On the one hand, there is Pakistan's government, which is dealing with the threat of a popular uprising staged by the country's many extremist militias. Yet in spite of this, the government has had the courage to rebuke Islamic extremism and institute critical reforms dealing with the rights of women.
On the other hand, there is the stable Saudi monarchy, which has faced no serious threat of an extremist uprising in many years. The only entity preventing the emergence of women's rights in Saudi Arabia is the Saudi monarchy itself.
Year after year, the Saudi government has promised to enact reforms to elevate the status of women, but year after year, the State Department reports that the kingdom has made little, if any, progress.

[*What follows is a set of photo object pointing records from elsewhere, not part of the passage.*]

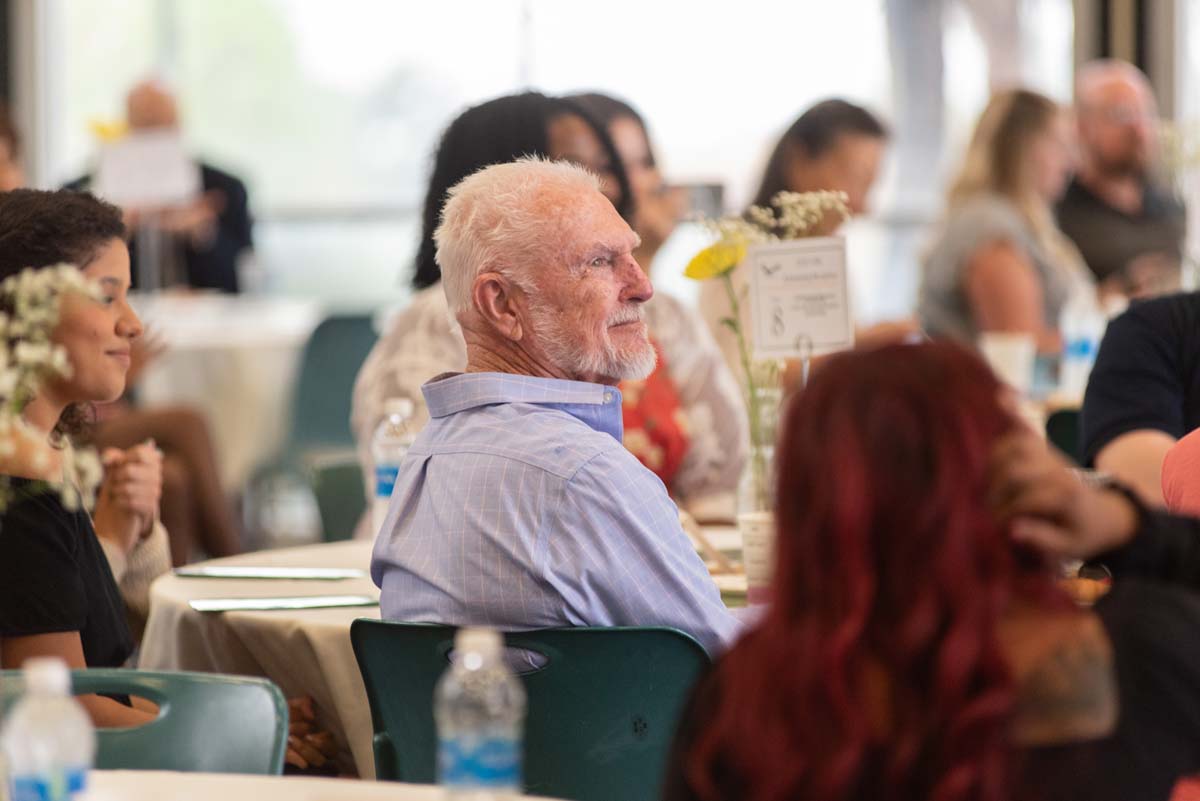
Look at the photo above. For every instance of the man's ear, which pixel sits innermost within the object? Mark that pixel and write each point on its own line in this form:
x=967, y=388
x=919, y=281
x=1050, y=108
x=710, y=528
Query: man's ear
x=497, y=301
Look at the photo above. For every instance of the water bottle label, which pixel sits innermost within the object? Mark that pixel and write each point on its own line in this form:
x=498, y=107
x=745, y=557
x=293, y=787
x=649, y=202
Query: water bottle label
x=480, y=762
x=59, y=786
x=385, y=479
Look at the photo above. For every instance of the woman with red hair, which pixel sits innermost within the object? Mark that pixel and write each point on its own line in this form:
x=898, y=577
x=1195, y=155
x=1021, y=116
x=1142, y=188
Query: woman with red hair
x=917, y=645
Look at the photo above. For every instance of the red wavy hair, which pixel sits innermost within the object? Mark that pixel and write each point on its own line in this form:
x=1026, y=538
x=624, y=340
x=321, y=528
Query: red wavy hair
x=876, y=672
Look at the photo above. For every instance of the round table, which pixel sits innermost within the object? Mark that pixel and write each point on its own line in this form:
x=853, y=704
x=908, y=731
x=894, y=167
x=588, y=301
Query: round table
x=234, y=359
x=304, y=651
x=153, y=786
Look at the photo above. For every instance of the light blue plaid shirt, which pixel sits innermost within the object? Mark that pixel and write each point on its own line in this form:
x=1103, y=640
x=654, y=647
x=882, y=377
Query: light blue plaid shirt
x=517, y=507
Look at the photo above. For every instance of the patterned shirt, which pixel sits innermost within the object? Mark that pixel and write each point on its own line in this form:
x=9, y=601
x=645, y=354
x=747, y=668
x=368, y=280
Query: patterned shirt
x=517, y=507
x=420, y=343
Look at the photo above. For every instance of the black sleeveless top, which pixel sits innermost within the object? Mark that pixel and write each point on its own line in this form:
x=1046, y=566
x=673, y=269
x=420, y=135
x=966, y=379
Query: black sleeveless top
x=54, y=576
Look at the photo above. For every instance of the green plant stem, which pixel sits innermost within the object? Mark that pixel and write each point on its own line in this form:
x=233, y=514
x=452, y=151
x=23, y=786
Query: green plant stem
x=754, y=401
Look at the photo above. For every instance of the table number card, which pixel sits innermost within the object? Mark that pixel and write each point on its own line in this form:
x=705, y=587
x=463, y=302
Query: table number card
x=799, y=299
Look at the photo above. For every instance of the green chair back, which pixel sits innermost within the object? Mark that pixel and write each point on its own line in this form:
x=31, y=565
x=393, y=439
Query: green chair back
x=1062, y=432
x=337, y=486
x=321, y=402
x=207, y=722
x=601, y=711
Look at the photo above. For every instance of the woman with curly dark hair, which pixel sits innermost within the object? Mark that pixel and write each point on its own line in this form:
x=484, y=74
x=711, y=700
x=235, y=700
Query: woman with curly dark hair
x=58, y=590
x=917, y=645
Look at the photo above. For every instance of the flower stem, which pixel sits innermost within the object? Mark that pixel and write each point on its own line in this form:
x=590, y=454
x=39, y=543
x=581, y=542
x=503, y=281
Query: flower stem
x=759, y=473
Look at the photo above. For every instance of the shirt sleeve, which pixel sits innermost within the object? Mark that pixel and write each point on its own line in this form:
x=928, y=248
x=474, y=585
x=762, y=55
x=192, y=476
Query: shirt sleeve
x=1135, y=384
x=1167, y=548
x=41, y=589
x=616, y=553
x=712, y=403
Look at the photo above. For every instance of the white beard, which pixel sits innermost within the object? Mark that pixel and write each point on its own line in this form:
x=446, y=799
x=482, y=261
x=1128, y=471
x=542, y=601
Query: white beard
x=563, y=349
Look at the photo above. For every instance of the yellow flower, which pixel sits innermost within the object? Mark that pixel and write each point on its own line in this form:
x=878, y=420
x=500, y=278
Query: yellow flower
x=715, y=260
x=108, y=130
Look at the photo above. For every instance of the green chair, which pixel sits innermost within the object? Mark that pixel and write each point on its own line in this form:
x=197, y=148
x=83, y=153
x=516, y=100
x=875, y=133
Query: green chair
x=318, y=433
x=337, y=485
x=207, y=722
x=321, y=401
x=601, y=711
x=1062, y=432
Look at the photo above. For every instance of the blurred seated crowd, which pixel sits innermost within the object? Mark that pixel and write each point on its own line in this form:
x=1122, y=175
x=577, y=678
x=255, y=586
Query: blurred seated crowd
x=917, y=642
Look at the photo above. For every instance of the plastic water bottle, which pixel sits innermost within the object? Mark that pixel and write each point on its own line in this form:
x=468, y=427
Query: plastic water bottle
x=479, y=705
x=389, y=444
x=1081, y=324
x=48, y=739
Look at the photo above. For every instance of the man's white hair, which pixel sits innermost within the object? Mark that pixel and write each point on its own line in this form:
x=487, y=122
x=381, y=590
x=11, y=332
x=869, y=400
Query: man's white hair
x=502, y=217
x=1098, y=72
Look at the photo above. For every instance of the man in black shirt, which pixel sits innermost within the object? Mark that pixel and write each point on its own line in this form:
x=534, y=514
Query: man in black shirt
x=1129, y=232
x=1144, y=392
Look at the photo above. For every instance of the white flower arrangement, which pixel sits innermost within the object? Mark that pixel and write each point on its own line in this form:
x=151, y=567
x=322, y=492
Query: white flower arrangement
x=28, y=357
x=791, y=215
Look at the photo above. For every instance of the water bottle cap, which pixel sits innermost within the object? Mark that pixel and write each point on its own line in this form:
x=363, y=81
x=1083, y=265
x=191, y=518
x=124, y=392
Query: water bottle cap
x=485, y=642
x=401, y=407
x=47, y=675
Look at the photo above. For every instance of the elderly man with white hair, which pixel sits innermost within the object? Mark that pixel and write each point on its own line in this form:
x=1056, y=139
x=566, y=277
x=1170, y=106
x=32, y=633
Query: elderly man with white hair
x=517, y=506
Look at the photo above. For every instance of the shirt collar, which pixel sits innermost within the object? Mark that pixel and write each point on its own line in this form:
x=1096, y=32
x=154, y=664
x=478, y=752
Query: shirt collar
x=598, y=405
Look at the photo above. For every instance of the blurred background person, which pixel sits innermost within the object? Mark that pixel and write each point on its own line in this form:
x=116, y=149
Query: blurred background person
x=196, y=512
x=1144, y=395
x=981, y=679
x=835, y=146
x=1000, y=264
x=1128, y=228
x=202, y=241
x=11, y=174
x=685, y=421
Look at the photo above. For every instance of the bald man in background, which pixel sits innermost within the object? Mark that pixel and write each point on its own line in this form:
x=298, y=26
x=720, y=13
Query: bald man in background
x=1129, y=230
x=210, y=234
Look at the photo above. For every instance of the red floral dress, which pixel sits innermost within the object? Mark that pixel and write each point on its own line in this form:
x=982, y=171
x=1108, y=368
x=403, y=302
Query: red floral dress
x=655, y=425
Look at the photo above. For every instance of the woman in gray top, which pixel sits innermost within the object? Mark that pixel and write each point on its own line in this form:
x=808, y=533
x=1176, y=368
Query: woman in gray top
x=1000, y=263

Simply put, Saudi Arabia has not reformed because it does not want to make reforms.
It must be understood that today's war is on two fronts: The first is a battle against terrorism, and the second is a battle against ideology.
Fanatical ideology drives Muslim terrorists – not the other way around. Saudi Arabia's abhorrent position on the rape of women, and women's rights in general, are indicators of the country's general ideology. Until the Saudi monarchy changes its stance on these issues, the US has no good reason to consider Saudi Arabia a true ally.
• Matthew Mainen is a policy analyst at the Institute for Gulf Affairs.